Self-regulation helps reduce moral hazard

by Jolyon on 13 February, 2010

Self-regulation has been much maligned, thinks John Kay of the FT in a thoughtful article in early December 2009 on government intervention in the financial crisis.

He thinks it bad because it distorts competition, increases moral hazard and disrupts private sector initiatives which might be better and less costly.

Oh, yes, and it’s very expensive.

Talking of the potential exaggeration of moral hazard (you want to be seen as in dire straits in order to trigger the bailout), he comments pithily:

“Too big to fail” is a powerful barrier to entry, because no newcomer to an industry begins by being too big to fail. The lending operations of banks are profitable once more – who couldn’t trade profitably if the government underpinned their liabilities? Pity Warren Buffett, whose debt is downgraded because his well-run insurance business remains in private hands while his principal competitor, the failed AIG, basks in the credit of the US Treasury.

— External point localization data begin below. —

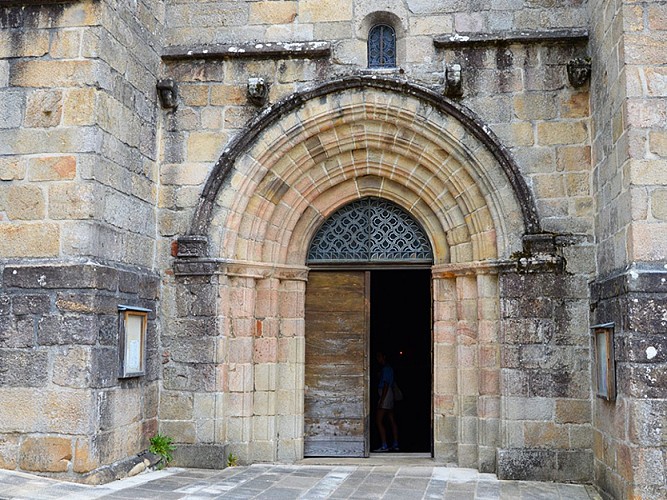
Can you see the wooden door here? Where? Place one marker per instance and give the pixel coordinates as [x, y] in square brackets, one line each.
[336, 405]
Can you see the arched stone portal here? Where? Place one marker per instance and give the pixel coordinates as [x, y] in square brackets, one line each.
[298, 163]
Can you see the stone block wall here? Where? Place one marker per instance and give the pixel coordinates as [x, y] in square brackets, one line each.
[78, 130]
[78, 172]
[630, 435]
[546, 430]
[63, 408]
[346, 23]
[520, 89]
[629, 107]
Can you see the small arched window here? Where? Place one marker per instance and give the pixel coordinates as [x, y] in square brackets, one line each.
[382, 47]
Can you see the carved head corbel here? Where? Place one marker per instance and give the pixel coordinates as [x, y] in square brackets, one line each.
[579, 71]
[453, 80]
[167, 92]
[258, 91]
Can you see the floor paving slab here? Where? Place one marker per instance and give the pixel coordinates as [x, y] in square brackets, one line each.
[353, 479]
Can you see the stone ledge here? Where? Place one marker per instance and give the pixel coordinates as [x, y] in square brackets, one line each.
[639, 277]
[15, 3]
[473, 40]
[270, 50]
[200, 456]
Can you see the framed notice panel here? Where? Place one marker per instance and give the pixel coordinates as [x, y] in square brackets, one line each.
[132, 348]
[605, 366]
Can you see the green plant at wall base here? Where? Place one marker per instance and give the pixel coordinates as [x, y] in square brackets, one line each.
[162, 446]
[232, 460]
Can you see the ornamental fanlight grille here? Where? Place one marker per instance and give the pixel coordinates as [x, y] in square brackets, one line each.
[382, 47]
[370, 230]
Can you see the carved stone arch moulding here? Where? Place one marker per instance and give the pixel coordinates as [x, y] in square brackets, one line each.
[487, 145]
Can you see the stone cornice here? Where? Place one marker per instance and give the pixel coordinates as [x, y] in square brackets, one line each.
[241, 269]
[264, 50]
[471, 40]
[20, 3]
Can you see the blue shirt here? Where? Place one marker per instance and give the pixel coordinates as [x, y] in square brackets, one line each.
[386, 377]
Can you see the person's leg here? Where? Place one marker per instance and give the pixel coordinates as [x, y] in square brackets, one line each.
[379, 420]
[394, 428]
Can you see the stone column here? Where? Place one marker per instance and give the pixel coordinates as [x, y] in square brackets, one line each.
[468, 373]
[488, 408]
[445, 390]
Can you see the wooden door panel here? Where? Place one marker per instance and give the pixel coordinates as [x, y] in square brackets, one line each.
[335, 402]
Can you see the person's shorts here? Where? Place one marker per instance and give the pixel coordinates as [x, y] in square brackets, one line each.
[388, 403]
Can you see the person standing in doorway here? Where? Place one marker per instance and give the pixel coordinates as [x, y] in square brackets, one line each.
[386, 404]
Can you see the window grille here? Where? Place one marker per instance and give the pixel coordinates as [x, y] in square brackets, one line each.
[382, 47]
[370, 230]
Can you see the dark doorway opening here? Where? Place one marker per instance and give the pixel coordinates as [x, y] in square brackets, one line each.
[400, 326]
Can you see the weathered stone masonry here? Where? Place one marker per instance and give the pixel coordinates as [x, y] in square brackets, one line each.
[544, 201]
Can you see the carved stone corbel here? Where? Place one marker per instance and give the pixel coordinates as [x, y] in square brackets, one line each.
[579, 71]
[167, 91]
[258, 91]
[453, 80]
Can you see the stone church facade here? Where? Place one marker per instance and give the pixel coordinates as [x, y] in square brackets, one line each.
[179, 157]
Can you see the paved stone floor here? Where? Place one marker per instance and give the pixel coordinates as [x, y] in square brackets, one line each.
[276, 482]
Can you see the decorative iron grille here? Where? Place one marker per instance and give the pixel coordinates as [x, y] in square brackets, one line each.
[382, 47]
[370, 230]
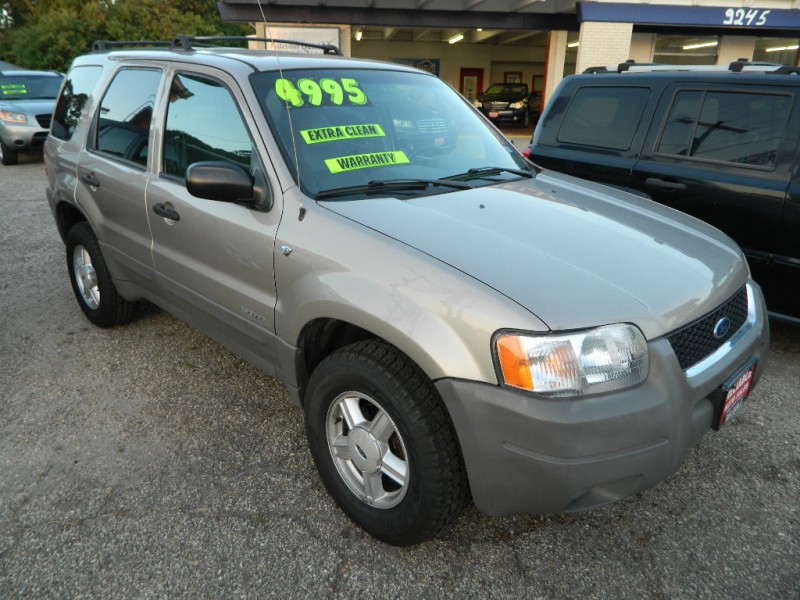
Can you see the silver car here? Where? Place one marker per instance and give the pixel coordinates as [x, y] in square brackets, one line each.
[26, 106]
[456, 323]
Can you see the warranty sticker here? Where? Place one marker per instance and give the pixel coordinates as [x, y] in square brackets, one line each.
[366, 161]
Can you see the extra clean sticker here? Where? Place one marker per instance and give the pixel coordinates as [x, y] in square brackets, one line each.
[366, 161]
[17, 89]
[343, 132]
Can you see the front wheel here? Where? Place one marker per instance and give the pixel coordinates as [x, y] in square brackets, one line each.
[7, 155]
[91, 281]
[384, 445]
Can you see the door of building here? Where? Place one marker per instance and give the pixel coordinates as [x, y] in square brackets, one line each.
[471, 83]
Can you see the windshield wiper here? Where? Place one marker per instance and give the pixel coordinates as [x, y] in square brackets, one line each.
[391, 185]
[483, 172]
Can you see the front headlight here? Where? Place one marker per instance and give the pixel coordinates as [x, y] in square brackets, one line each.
[608, 358]
[10, 117]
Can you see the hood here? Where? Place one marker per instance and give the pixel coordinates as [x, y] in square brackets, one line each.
[574, 254]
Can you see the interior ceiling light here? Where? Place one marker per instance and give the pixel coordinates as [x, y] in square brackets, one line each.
[782, 48]
[703, 45]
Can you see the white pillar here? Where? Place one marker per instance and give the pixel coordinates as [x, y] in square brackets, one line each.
[554, 63]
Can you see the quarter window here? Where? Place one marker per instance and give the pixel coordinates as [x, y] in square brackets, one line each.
[604, 117]
[203, 123]
[72, 101]
[731, 127]
[123, 127]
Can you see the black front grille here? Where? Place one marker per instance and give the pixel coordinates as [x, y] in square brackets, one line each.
[697, 340]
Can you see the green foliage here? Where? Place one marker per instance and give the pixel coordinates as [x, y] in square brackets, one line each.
[48, 34]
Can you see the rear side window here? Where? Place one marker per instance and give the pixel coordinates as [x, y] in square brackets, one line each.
[72, 100]
[123, 124]
[730, 127]
[606, 117]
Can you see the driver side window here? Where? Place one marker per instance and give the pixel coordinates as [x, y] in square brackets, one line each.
[203, 124]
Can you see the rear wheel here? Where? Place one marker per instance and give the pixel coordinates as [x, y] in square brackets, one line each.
[384, 445]
[91, 281]
[7, 155]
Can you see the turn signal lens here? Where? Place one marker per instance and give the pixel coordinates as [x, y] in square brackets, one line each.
[608, 358]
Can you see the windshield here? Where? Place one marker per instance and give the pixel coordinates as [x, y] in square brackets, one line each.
[357, 127]
[29, 87]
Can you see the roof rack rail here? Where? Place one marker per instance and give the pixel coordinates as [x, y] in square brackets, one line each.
[737, 66]
[189, 42]
[105, 45]
[786, 70]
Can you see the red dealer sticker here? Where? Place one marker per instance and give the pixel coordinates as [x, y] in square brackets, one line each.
[736, 395]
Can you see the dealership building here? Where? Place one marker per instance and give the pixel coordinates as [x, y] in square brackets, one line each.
[473, 43]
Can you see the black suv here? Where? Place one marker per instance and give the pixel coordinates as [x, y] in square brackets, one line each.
[720, 145]
[509, 103]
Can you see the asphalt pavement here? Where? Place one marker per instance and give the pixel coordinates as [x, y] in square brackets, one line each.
[147, 461]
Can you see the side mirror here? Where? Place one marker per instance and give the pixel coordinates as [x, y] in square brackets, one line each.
[228, 182]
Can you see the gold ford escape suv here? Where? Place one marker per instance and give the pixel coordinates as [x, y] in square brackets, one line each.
[455, 324]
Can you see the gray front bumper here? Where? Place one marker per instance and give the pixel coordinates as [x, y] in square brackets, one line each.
[528, 454]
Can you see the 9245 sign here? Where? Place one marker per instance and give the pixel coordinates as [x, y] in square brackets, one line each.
[746, 17]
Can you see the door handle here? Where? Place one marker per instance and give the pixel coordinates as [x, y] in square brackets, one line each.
[167, 213]
[90, 179]
[670, 186]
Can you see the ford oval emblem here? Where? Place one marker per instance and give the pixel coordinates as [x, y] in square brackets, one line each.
[722, 327]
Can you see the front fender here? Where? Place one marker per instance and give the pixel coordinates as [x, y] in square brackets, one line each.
[441, 318]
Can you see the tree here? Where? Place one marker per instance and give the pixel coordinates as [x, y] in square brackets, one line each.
[48, 34]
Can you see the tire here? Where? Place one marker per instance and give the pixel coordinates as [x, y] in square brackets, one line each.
[91, 281]
[384, 445]
[8, 156]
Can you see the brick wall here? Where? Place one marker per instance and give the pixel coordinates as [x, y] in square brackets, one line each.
[603, 44]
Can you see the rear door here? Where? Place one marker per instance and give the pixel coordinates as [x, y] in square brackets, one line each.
[112, 171]
[595, 131]
[722, 155]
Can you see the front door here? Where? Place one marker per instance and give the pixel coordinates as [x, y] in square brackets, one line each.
[213, 259]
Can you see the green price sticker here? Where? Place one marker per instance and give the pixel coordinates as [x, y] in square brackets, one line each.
[310, 92]
[341, 132]
[366, 161]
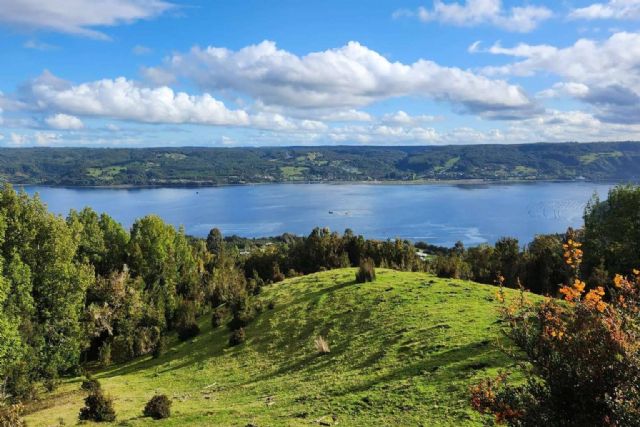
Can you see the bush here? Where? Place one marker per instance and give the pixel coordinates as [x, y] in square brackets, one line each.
[160, 347]
[366, 272]
[188, 331]
[90, 384]
[159, 407]
[217, 318]
[243, 314]
[104, 354]
[322, 345]
[10, 416]
[237, 337]
[98, 407]
[584, 354]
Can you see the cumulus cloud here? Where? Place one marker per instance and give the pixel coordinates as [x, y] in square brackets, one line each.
[123, 99]
[613, 9]
[64, 121]
[348, 77]
[481, 12]
[603, 74]
[78, 17]
[402, 118]
[141, 50]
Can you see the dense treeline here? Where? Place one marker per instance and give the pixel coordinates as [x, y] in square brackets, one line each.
[611, 239]
[213, 166]
[85, 290]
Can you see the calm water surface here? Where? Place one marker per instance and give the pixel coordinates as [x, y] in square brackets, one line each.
[438, 214]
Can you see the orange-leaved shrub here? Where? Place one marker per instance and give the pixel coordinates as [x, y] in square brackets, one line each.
[582, 356]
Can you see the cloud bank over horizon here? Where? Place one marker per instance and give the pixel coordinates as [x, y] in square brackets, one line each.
[498, 84]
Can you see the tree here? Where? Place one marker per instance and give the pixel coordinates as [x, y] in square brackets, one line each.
[215, 241]
[612, 232]
[507, 256]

His over-arching conclusion is that “the principal mechanism of risk control is self-regulation by the sector”, i.e. each party ensuring that its counterparty is someone with whom it is safe to do business.

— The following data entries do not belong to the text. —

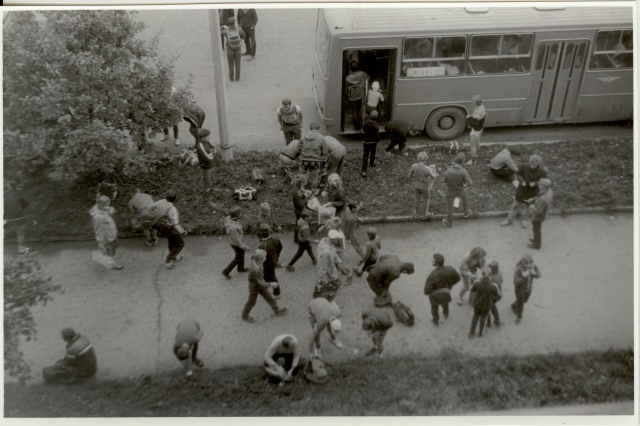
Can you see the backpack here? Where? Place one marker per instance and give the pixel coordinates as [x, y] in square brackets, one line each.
[154, 213]
[233, 37]
[403, 313]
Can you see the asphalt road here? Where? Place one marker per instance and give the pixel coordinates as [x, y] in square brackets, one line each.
[584, 300]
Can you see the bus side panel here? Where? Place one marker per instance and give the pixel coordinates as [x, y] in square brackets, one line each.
[605, 96]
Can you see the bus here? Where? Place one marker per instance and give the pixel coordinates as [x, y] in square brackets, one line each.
[531, 65]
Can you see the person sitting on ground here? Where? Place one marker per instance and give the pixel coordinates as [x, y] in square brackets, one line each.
[282, 359]
[502, 165]
[324, 314]
[185, 346]
[79, 361]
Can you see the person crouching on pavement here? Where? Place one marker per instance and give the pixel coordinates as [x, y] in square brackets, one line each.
[258, 286]
[185, 346]
[324, 314]
[523, 277]
[282, 359]
[438, 287]
[376, 322]
[79, 361]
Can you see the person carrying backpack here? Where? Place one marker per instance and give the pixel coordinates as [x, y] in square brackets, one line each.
[234, 36]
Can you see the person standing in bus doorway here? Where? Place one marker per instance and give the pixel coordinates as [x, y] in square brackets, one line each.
[234, 37]
[248, 19]
[475, 120]
[356, 86]
[398, 131]
[290, 119]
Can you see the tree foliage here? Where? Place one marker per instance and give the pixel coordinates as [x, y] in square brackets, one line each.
[25, 286]
[80, 90]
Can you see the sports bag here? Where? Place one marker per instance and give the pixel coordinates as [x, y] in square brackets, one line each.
[404, 314]
[233, 37]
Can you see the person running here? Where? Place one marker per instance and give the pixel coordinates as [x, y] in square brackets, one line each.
[526, 272]
[438, 287]
[234, 230]
[185, 345]
[324, 315]
[376, 322]
[258, 286]
[383, 273]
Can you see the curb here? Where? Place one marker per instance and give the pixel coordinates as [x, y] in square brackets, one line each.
[363, 220]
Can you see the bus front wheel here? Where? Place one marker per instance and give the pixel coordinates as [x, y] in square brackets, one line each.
[446, 123]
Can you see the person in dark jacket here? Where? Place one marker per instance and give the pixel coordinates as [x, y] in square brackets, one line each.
[438, 287]
[248, 19]
[484, 294]
[273, 247]
[79, 361]
[523, 278]
[371, 130]
[382, 274]
[205, 151]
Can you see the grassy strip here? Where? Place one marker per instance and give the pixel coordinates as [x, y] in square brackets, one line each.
[585, 174]
[449, 384]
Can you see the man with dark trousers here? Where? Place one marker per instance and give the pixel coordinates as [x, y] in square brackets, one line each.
[248, 19]
[438, 287]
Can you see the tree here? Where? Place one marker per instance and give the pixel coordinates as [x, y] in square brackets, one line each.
[25, 286]
[80, 90]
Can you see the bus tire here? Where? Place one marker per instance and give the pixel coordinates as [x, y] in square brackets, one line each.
[446, 123]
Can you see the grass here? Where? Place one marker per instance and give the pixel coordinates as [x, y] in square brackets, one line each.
[585, 174]
[449, 384]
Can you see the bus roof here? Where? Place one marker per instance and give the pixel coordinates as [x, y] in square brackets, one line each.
[475, 18]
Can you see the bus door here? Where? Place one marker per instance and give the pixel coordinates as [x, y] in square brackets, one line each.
[556, 77]
[379, 66]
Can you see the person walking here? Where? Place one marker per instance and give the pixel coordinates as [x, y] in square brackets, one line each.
[248, 19]
[258, 286]
[528, 176]
[398, 132]
[205, 151]
[169, 227]
[234, 36]
[475, 120]
[376, 322]
[304, 240]
[312, 151]
[539, 210]
[470, 269]
[273, 247]
[383, 273]
[438, 287]
[233, 228]
[484, 294]
[290, 119]
[78, 363]
[324, 315]
[526, 272]
[371, 138]
[185, 345]
[422, 178]
[137, 204]
[457, 180]
[105, 230]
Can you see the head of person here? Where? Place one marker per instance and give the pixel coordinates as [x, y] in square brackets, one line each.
[68, 334]
[171, 196]
[459, 158]
[535, 161]
[183, 352]
[234, 213]
[407, 268]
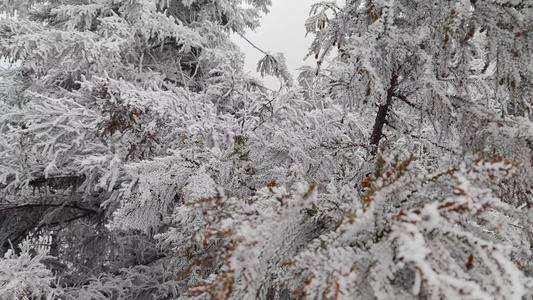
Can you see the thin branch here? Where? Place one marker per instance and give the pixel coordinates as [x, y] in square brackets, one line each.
[249, 42]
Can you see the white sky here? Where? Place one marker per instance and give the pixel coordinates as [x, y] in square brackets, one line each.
[282, 30]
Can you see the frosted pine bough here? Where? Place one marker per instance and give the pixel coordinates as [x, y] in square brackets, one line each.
[146, 165]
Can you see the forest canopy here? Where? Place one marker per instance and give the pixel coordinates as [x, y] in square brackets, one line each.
[138, 160]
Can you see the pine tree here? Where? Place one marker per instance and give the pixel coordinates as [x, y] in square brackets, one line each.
[138, 161]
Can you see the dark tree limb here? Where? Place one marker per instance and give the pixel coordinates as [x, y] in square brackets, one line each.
[381, 116]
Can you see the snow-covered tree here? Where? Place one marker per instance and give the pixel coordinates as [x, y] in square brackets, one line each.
[139, 161]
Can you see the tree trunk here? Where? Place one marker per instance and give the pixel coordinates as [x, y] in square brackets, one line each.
[381, 116]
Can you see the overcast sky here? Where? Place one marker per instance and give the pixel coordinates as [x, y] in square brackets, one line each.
[282, 30]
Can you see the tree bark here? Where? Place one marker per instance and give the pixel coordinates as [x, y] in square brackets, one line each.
[381, 116]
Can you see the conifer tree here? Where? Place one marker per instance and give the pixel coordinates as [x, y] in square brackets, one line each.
[138, 161]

The failure to exert proper diligence was the product of optimistic beliefs about what regulation and complex risk-control mechanisms could achieve, the nationalisation of many mechanisms of self-regulation, and the inappropriate delegation of regulatory responsibilities to rating agencies, combined with the hubris that is part of every era of financial folly. But instead of renewing these self-regulatory mechanisms, we have effectively abolished them. That will prove an expensive choice.